Even the fires did little to keep cold at bay, now.

Could it really be Citrine already?

He crossed his arms, imagining that it made him look more stern, and the wooden cup of beef broth he held sloshed with the motion. Just as slippery as the date was the precise time the beef ran out, like so many other things already had.

Now, rubbery lumps—salty and unfamiliar—had replaced the savor he remembered.

He thought, perhaps, the Luna Scarlet Monks had taken the last of it, but he couldn’t be sure.

Were they even allowed to eat meat?

The young captain's thoughts were elusive as a lonely firefly, darting back and forth.
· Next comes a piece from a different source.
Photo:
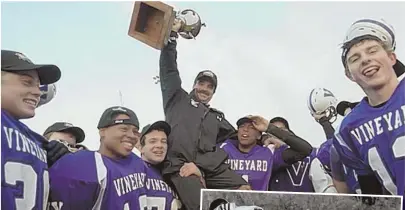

Until, that is, they alighted on the problem they liked best, which was: When is today? When am I?

Even if he asked the date, the answers would have been vague. To the Fourth Dragoons, it was all the same. The days had all blended together until the color of the world drained out in long, featureless moments that stretched on and on.

Only the comets weren’t black and white.

When he was sure no one was looking his way, Relican Avery slipped his hand into the pocket of his cloak. There was the comfortable, reassuring weight that had seen him through so many nights like this one—

Cold at first, but then warm as an egg: The steady ticking of his heirloom pocket-watch was too quiet for anyone else to hear, but it filled him with greater certainty than the beating of his heart.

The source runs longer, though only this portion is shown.